Wie groß der Einfluss der buddhistischen Tempel tatsächlich war, zeigt aber ein Vorfall, der sich bereits gegen Ende des Yamato-Zeitalters ereignete.

Der Fall der Kaiserin Kōken

Wie groß der Einfluss der buddhistischen Tempel tatsächlich war, zeigt ein Vorfall gegen Ende der Yamato-Epoche. 749 wurde das einzige Kind von Kaiser Shōmu (701 – 756), seine Tochter Prinzessin Abe (718–770), Kaiserin und nahm den Namen Kōken an, was man als „fromm und bescheiden“ übersetzen kann. Und fromm war sie, eine überzeugte und praktizierende Buddhistin. Dank ihrer Verwandtschaft mit den mächtigen Fujiwara (mütterlicherseits) überstand sie in ihrer ersten Regierungszeit einen Staatsstreich. Sie entschied sich im Jahre 758 für ein Klosterleben und bestimmte deshalb einen Nachfolger. Sie behielt aber großen Einfluss auf die Staatsgeschäfte. Im Jahre 764 setzte sie den Regenten wieder ab und übernahm selbst die Staatsgeschäfte unter dem Namen Shōtoku. In Fragen der buddhistischen Lehre stand ihr der Leiter des Hoftempels zur Seite, der Mönch Yuge no Dōkyō (700[?]–772). Als die Kaiserin 761 schwer erkrankte, soll Dōkyō sie wundersam durch magische Riten geheilt haben.

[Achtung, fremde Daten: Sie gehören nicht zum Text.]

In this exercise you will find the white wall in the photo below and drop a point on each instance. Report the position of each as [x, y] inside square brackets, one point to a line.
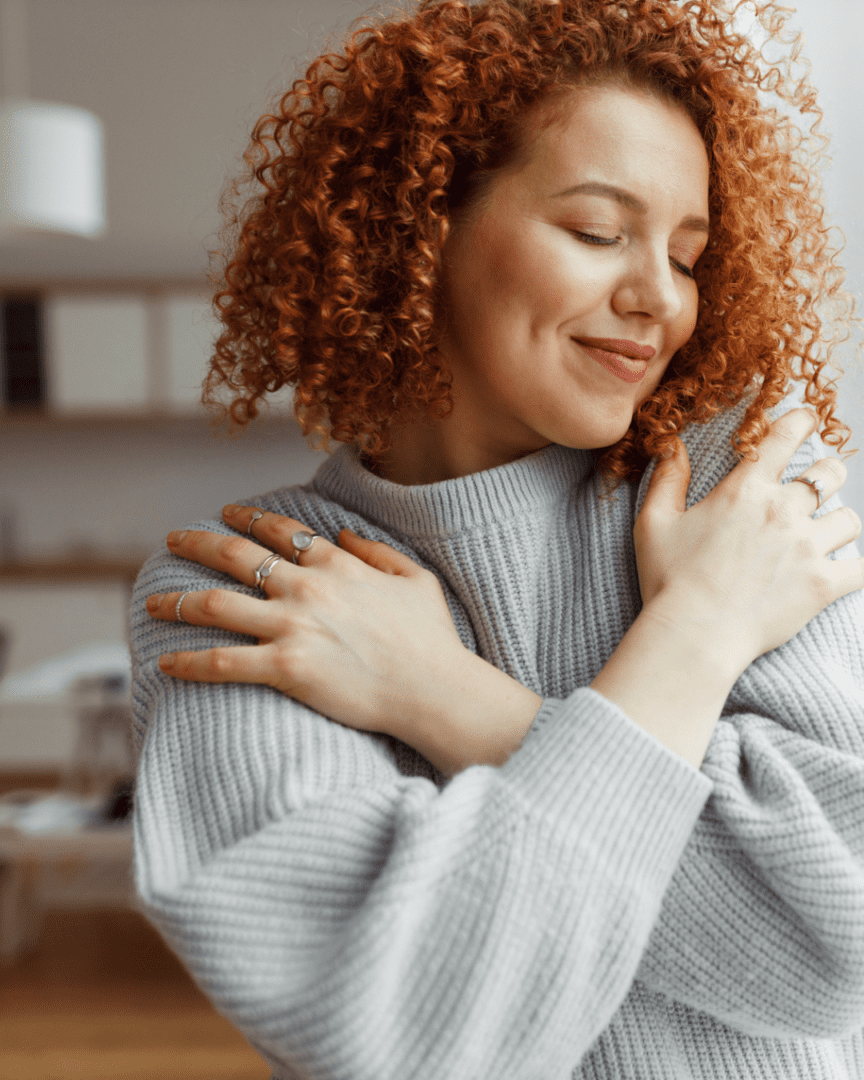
[178, 84]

Ein Mönch will Kaiser werden

Die Kaiserin begann eine Affäre mit Yuge no Dōkyō, der sich als ihr Günstling immer höhere Ämter am Hofe verleihen ließ, die eigentlich Mitgliedern der kaiserlichen Familie oder dem Hofadel vorbehalten waren. Sie schuf allein für ihren Geliebten den Posten des buddhistischen Staatsministers, daijō daijin-zenji. Dōkyō setzte das Gerücht in die Welt, das Orakel des Schreins von Usa soll geweissagt haben, dass er nach dem Tode Kaiserin Shōtokus selbst Kaiser werden solle.
Im Jahre 769 befragte der Hofbeamte Wake no Kiyomaro (733–799) das Orakel erneut. Kiyomaro stammte aus einer politisch einflussreichen, buddhistischen Familie. Diese war zwar Förderer des Buddhismus, suchte aber auch dessen Streben nach weltlicher Macht einzudämmen. Diesmal lautete der Spruch des Orakels, dass niemand, der nicht der Blutlinie der Sonnengöttin entstammte, auf den Thron steigen darf. Dōkyō, über diese Nachricht erzürnt, verbannte Kiyomaro ins Exil.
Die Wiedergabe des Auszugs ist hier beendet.